Experts point to these measures as some of the factors that helped tilt the country into its current health crisis, which is damaging the fragile Brazilian economy.

Economic Outlook

Economists are forecasting a historic recession in the world’s sixth most populous nation.

CNN has quoted the Brazilian Central Bank as estimating a 6.4% drop in GDP for this year.

This is while the International Monetary Fund is more pessimistic and sees the economy shrinking 9.1% in 2020.

Bolsonaro has said on multiple occasions that hunger and unemployment could kill more people than the pandemic.

Read more: Divided Latin America Scrambles to Survive Coronavirus Onslaught

A wide majority of Brazilians initially supported closing non-essential businesses, but it seems the president’s message has increasingly resonated.

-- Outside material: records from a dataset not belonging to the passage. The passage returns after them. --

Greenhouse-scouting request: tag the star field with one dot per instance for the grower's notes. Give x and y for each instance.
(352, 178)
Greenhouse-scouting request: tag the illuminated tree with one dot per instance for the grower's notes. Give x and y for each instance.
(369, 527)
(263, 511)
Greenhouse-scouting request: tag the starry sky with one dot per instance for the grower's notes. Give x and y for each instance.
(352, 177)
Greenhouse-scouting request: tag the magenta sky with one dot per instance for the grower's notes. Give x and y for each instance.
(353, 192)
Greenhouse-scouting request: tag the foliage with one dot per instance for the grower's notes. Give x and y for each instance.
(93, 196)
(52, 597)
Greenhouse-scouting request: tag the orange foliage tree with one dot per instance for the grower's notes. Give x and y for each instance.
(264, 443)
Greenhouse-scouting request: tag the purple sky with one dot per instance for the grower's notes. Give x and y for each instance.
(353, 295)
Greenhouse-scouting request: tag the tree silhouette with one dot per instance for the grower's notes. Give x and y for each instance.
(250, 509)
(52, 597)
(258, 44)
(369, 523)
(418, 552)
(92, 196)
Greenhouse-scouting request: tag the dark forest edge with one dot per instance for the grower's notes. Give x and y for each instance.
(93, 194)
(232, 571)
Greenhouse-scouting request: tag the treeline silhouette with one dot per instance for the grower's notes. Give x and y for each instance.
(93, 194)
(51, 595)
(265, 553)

Figures released by the Brazilian statistics agency IBGE and cited by CNN show that some 7.8 million Brazilians lost work between March and May.

The agency said that for the first time since it started tracking the data, less than half the working-age population, i.e. 49.5%, was actually working.  

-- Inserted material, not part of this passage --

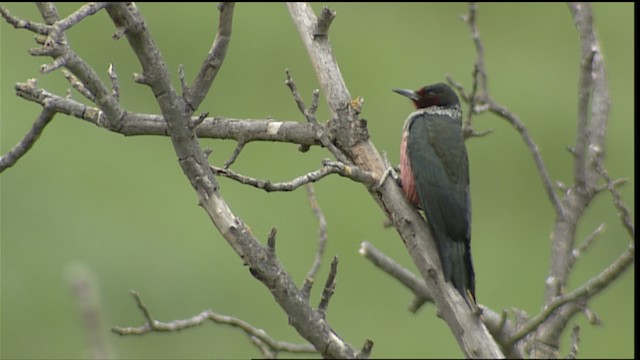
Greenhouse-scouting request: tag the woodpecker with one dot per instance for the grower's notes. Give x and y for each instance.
(434, 172)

The International Monetary Fund sees the Brazilian economy shrinking by 9.1% in 2020.

Popularity

Despite all the controversy and the political battles that the Brazilian president is wrapped up in, his popularity has apparently remained unchanged.

According to AFP, a poll by Datafolha at the end of June found that 32 percent of Brazilians think Bolsonaro’s administration was “good or very good,” a number that has not dropped since the beginning of the unfolding health crisis.

Draped in the nation’s flag, his supports have kept hitting the streets to show their appreciation for his stance.

Some analysts say the people supporting Bolsonaro are not the same as those before the COVID-19 outbreak.

Their observations indicate that he has lost some points among his electoral supporters and has gained popularity among the lower social classes thanks to the emergency support offered to almost 60 million Brazilians.

Nobody knows where Brazil is headed, but what is obvious is that if the country continues on this trajectory, its coronavirus death toll will likely surpass that of its northern neighbor in the immediate future.